Besides, as Maggie keeps noticing, “the country is going to hell” and the rot spreads ever closer to her well-regulated life. Her son, Hooper, gets involved with the rap group, Chill Az Def. Hooper’s girlfriend doesn’t even know how to set a table. Maggie’s best friend, visiting from Los Angeles, starts stealing from her. The novel moves from the heights (a Christmas party for 200 guests at Maggie’s Long Island mansion) to the depths (a crack house in a Hartford, Conn., neighborhood where Mark Twain once lived but where today’s police are afraid to leave their fortified station). The soundtrack degenerates from “Dowling’s stately sixteenth-century galliards” to hip-hop and gunfire.

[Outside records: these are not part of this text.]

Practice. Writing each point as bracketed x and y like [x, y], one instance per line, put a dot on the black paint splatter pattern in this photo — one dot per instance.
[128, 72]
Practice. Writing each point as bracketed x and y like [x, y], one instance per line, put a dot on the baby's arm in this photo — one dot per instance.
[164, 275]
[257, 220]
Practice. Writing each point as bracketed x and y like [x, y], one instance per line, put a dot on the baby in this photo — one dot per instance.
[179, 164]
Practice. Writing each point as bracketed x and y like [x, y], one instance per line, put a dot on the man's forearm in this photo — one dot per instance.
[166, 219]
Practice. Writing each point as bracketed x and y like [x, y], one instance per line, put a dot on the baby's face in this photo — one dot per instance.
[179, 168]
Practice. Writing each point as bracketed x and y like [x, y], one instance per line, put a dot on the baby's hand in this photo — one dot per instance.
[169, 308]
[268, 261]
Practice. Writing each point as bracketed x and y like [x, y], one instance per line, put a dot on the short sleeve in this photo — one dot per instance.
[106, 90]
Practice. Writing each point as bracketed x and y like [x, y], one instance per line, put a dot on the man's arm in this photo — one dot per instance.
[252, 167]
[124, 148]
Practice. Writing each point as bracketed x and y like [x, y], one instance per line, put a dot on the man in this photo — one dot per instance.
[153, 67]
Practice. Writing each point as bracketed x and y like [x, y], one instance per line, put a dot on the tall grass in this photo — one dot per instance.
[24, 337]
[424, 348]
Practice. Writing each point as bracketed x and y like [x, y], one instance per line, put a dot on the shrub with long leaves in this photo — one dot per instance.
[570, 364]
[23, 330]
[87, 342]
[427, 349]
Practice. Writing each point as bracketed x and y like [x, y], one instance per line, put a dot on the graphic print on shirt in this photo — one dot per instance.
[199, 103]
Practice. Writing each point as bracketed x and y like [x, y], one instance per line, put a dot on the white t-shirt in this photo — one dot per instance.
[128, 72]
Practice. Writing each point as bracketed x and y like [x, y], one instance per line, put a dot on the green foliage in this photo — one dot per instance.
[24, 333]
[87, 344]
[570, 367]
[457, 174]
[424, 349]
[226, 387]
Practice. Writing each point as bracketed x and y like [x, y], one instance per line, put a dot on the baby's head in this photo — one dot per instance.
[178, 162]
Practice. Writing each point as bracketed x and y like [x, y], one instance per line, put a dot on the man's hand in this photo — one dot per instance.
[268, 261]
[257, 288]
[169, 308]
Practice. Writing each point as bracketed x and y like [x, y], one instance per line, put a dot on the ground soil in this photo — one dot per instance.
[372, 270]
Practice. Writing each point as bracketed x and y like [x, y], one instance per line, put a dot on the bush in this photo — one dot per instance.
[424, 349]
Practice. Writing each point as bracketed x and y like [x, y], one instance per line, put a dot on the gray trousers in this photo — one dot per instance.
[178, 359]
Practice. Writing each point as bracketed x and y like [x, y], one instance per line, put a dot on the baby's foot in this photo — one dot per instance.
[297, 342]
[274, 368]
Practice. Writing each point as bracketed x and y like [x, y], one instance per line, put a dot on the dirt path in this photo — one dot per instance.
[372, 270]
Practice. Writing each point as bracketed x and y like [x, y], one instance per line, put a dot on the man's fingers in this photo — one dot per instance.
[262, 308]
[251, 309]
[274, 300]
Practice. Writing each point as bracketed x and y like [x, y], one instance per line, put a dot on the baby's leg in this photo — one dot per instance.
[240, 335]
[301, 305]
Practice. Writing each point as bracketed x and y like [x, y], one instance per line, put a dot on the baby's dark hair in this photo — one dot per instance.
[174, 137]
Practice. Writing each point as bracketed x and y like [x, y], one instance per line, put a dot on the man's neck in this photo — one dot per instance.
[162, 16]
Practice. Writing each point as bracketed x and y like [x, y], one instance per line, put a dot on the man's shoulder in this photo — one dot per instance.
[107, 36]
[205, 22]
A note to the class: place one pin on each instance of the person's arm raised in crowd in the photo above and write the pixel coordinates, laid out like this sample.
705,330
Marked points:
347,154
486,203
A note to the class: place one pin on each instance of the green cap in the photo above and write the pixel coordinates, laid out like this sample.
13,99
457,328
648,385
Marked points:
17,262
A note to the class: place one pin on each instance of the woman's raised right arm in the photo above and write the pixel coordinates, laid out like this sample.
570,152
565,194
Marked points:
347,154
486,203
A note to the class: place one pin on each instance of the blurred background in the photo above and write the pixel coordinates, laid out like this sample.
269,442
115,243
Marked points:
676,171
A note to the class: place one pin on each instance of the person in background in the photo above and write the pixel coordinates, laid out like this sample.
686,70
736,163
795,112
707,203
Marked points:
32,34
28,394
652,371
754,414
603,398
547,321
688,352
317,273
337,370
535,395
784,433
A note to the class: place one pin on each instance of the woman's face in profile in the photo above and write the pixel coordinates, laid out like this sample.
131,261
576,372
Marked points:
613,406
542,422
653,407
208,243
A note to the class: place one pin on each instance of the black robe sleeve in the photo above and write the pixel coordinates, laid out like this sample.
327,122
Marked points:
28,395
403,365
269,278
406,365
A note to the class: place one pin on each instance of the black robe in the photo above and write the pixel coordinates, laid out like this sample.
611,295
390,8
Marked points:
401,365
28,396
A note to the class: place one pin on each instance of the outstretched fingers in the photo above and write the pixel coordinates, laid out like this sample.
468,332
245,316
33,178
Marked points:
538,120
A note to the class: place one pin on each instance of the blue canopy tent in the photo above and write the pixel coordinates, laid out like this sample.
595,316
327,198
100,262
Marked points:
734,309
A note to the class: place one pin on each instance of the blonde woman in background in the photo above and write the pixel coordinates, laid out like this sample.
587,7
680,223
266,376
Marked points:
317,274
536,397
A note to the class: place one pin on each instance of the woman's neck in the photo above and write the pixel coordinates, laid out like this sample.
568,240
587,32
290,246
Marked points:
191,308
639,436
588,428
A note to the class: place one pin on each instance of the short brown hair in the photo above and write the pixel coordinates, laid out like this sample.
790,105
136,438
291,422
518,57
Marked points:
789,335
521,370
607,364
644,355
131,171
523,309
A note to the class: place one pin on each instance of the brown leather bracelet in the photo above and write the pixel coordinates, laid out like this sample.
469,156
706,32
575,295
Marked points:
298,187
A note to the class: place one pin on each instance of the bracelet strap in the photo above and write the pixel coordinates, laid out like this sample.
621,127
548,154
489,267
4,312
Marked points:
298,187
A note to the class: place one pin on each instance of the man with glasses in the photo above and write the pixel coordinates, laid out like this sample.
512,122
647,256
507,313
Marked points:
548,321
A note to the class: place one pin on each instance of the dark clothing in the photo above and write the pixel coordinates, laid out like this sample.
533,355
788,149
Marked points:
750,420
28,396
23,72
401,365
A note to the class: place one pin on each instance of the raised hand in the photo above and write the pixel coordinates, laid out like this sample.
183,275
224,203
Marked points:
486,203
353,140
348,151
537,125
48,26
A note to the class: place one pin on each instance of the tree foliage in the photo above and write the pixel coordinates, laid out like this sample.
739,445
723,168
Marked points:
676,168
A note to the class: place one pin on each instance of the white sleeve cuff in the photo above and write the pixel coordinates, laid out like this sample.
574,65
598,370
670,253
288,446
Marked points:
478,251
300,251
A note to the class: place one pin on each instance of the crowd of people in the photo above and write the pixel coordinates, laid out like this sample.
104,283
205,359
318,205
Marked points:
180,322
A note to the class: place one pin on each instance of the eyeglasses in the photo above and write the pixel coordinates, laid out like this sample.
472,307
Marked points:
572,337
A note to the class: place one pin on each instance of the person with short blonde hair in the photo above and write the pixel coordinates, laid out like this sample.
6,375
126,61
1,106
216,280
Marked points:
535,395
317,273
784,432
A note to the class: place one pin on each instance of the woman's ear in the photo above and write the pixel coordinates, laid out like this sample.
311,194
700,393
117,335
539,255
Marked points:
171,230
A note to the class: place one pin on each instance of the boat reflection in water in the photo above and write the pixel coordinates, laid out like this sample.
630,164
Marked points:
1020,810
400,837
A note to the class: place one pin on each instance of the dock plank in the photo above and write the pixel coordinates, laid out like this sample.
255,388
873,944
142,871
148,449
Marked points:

But why is the country going to hell? A satirist would tell us, but a ranter can dispense with diagnosis. Kunstler’s view seems to be that civilization is declining because Americans simply don’t care anymore. They choose to be miserable and depraved rather than choosing to be Maggie Darling. The idea that the rich, by waging successful class warfare against the poor and the middle class, might bear some of the blame never occurs to Kunstler. Indeed, the cavalry that rides to Maggie’s rescue is a privatized SWAT team hired by a self-made multibillionaire friend who lived on “celery sticks and rice crackers” before she introduced him to gourmet meals. His credo: “A new day is at hand. We won’t all get there, but some of us will. Those of us who would be saved have to save ourselves.” For the rest, tough luck.